Les regards vont du Petit Lama à la pas aidée qui le pousse. La tête de Petit Lama est tombée sur le côté, sa bouche ouverte laisse échapper la langue. Pas de muscle pour tendre le corps, pas de tenue debout pour tasser la structure, Petit Lama est grand pour son âge, son corps s'est étendu par la maladie. Des enfants de quatre ans sont plus petits que lui. Les regards normaux vont du Petit Lama à la pas aidée qui le pousse.

Que peut bien avoir cet enfant ?

Le couloir est très long, les parents d'enfants normaux nombreux. Dans l'air flottent des nuées de microbes. Elle va aller jusqu'au bout du couloir, là où les gens heureux ne vont pas, là où il n'est plus question de maladie traitable. Au bout d'un long et douloureux couloir exposant par paquets, des enfants vaillants qui donneront des adultes vigoureux, tandis que nous poussons Petit Lama, né sans la moindre chance d'avoir une vie, nous privant par la même occasion de la nôtre. Ce long et désespérant couloir contagieux que la porte extérieure du CAMSP devait permettre d'éviter et qui nous rappelle que ce que nous vivons n'arrive qu'aux autres. Dans les regards maladroits qui nous heurtent, nous sommes donc de ceux là, nous sommes les autres. Des images malheureuses, presque théoriques, tant le quotidien qu'elles dévoilent apparaît insurmontable.
La pas aidée arrive au bout du couloir que la menace pirate lui a encore obligé de parcourir. Plus aucun regard ici. Juste deux portes.
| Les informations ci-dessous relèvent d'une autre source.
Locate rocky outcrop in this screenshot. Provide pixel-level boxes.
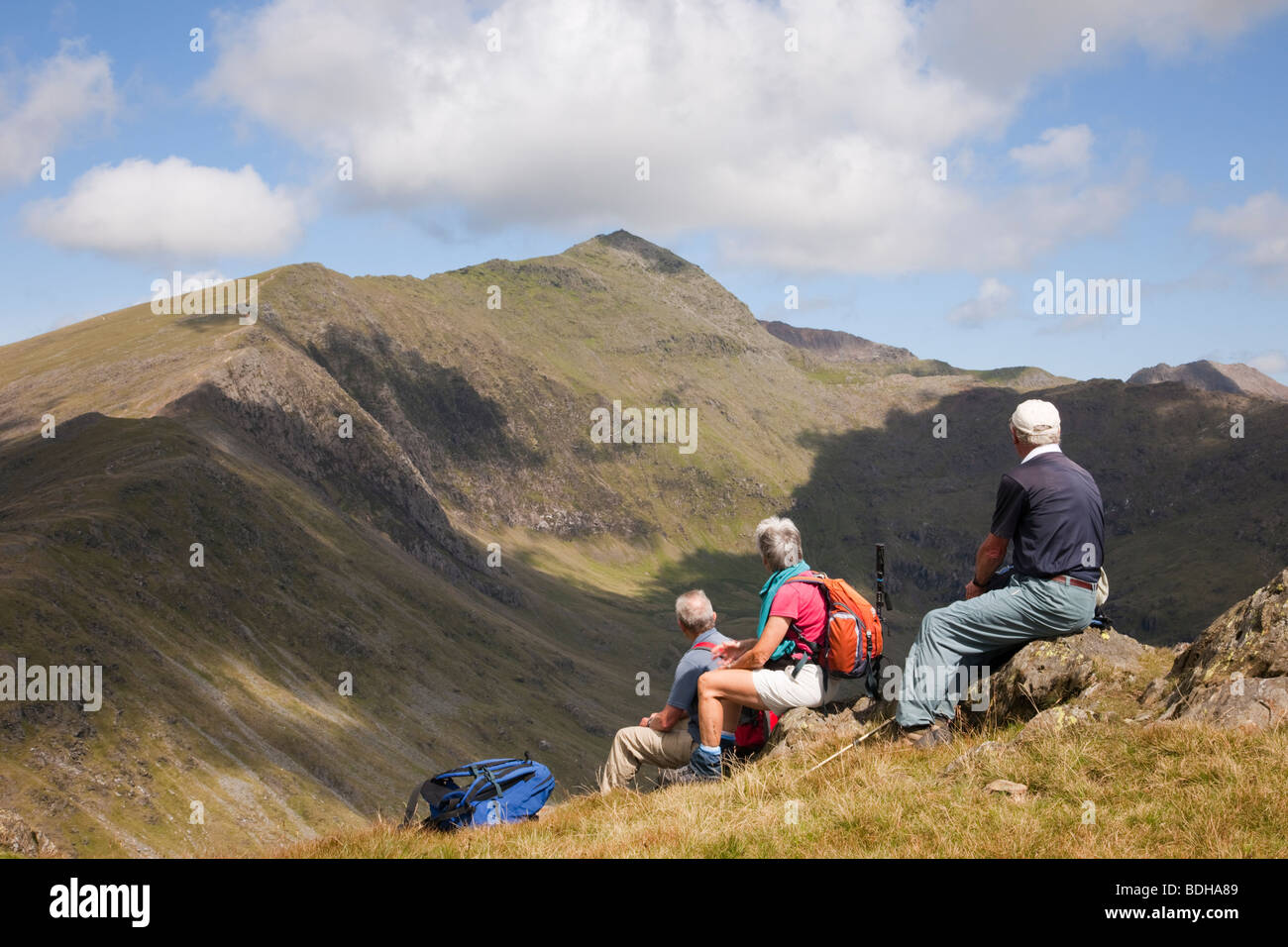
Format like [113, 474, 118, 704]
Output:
[966, 627, 1146, 723]
[1159, 570, 1288, 728]
[0, 809, 63, 858]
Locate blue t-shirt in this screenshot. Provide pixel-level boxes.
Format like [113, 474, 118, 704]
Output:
[989, 451, 1105, 583]
[666, 629, 734, 742]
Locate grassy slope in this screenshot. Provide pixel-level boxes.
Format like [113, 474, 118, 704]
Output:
[286, 724, 1288, 858]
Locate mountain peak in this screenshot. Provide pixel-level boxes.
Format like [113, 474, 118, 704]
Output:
[1127, 359, 1288, 401]
[760, 320, 915, 362]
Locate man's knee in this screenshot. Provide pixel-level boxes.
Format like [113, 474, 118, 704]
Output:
[698, 674, 720, 701]
[917, 608, 944, 647]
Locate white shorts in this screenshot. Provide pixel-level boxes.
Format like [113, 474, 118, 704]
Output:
[751, 663, 827, 716]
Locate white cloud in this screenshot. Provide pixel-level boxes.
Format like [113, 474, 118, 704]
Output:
[1008, 125, 1094, 175]
[917, 0, 1288, 93]
[1245, 351, 1288, 374]
[202, 0, 1282, 273]
[0, 44, 117, 185]
[203, 0, 1148, 273]
[948, 275, 1017, 326]
[1192, 191, 1288, 275]
[23, 158, 300, 261]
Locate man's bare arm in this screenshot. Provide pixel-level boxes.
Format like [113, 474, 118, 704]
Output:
[966, 533, 1010, 598]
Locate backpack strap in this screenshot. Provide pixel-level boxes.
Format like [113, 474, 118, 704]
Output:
[783, 570, 832, 690]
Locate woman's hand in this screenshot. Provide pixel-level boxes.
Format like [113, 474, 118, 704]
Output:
[711, 640, 755, 668]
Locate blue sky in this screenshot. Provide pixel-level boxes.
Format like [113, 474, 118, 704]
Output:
[0, 0, 1288, 382]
À droite : la porte des enfants à tuer.
À gauche : la porte des enfants ratés.

Qui sait ce qui a motivé le choix de placer concomitamment la structure qui offre de tuer un enfant bien portant, et la structure qui soigne ceux qui sont nés foutus ?
Est-ce pour enlever les derniers doutes à la femme hésitant encore à interrompre sa grossesse, voyant à gauche l'horreur que peut être une vie ? Je fais bien de le tuer tout de suite, après tout, il a peut-être une myopathie.
La pas aidée tourne à gauche. Petit Lama, le pilote, dit "babaa". Ça veut dire "voilà" aussi bien que "nous y sommes". Derrière lui, comme dans un avion de chasse, Petit Lérot, le navigateur, gazouille en regardant défiler le plafond. Ses jambes et ses bras combattent des choses visibles de lui seul. Il a trois mois. Il y a plus de force dans un seul de ses doigts que dans tout le corps de Petit Lama.
La pas aidée laisse la porte à battants se refermer derrière elle. La moitié du grand voyage du jour est faite. Elle souffle.

La personne de l'accueil la regarde avec inquiétude, le bonjour manque de franchise.
- Que se passe-t-il ? s'enquiert la pas aidée.
- Je n'ai pas réussi à vous joindre. La séance est annulée.